Is it a phone? Or maybe a tablet with removable gamepads kind of like a Nintendo Switch? No one really knows, but Razer has been rumoured to be working on a mobile gaming gaming device for quite some time now, and according to a new interview between CNBC and Razer CEO Min-Liang Tan, it seems like that might actually happen.
This is Razer's Project Fiona concept from back in 2012. Doesn't it remind you of something Nintendo released earlier this year? (Image: Razer)

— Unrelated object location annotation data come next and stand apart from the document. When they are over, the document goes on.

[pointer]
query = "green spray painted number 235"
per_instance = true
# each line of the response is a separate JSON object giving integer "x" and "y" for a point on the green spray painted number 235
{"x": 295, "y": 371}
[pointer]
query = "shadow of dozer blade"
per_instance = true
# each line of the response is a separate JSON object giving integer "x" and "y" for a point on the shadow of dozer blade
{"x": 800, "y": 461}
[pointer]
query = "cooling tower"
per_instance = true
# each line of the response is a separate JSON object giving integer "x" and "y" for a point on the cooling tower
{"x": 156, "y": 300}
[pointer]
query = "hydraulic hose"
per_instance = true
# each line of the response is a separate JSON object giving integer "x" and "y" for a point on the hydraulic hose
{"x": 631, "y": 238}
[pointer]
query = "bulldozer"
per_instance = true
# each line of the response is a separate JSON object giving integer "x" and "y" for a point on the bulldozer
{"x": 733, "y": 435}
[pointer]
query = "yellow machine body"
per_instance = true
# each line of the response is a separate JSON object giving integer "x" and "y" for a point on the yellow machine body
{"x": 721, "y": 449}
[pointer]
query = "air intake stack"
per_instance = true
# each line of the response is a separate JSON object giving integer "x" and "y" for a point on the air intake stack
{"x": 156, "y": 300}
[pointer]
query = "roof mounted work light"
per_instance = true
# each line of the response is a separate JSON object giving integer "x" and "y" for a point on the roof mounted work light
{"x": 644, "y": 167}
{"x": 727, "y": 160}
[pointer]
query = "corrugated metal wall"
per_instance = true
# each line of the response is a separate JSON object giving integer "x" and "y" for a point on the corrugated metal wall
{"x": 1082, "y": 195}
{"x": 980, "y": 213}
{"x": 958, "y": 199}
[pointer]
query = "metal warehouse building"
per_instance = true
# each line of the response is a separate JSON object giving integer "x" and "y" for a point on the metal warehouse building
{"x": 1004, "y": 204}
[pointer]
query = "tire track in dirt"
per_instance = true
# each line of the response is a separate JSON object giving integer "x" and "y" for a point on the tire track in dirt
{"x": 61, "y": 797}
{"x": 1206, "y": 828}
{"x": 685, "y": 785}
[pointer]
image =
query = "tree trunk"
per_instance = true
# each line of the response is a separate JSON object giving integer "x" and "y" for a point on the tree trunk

In addition to its range of gaming PCs and peripherals, Razer has become known for its far out gaming concepts such as the Project Valerie triple-screen laptop, the Project Christine modular PC and the Project Fiona gaming tablet. But aside from the Fiona, none of those concepts ever made it to retail, which is a big reason why all the whispers about a rumoured Razer mobile gaming device were so hard to believe. Rumours hit a fever pitch in January when Razer bought the Nextbit Robin smartphone brand.
If you look at Razer's portfolio, a dedicated gaming device makes a lot of sense. Razer has the PC side of things covered, and the company has dabbled in things such as smart watches and fitness bands before. But for people who want to take their games on the go, the cheapest thing Razer currently offers is a $2199 ultraportable notebook, which doesn't actually have that much gaming cred on its own since the system doesn't have a discrete graphics card.
There are a lot of ways Razer could go on a mobile gaming device. With the rise of smartphone gaming, Razer could shoot for an updated take on Sony's Xperia Play phone, which was a neat idea, but way ahead of its time. Or Razer could refine its Project Fiona concept from 2012 and make a portable gaming tablet with removable controllers made for playing PC games via Steam or GOG on the go.
Yet there is a wrinkle that could prevent Razer's upcoming mobile gaming whatever from ever seeing the light of day. In the same interview with CNBC, Tan talked about Razer's plans to go public sometime later this year. Tan said that "Having that war chest from the IPO would allow us to [invest in R&D] and much more. And that's what we want to continue doing: To make cool products."
This suggests that if the IPO doesn't generate enough money for the company, Razer may not want to use its newfound capital to build a potentially risky mobile gaming device. But if it does happen, Tan said he's hoping that the company will have something to show by the end of the year. I'm willing to give him an extra two weeks (so generous, I know), but if we don't hear about anything by the time CES 2018 wraps up, it might be time to put to rest your dreams of a Razer version of the Switch.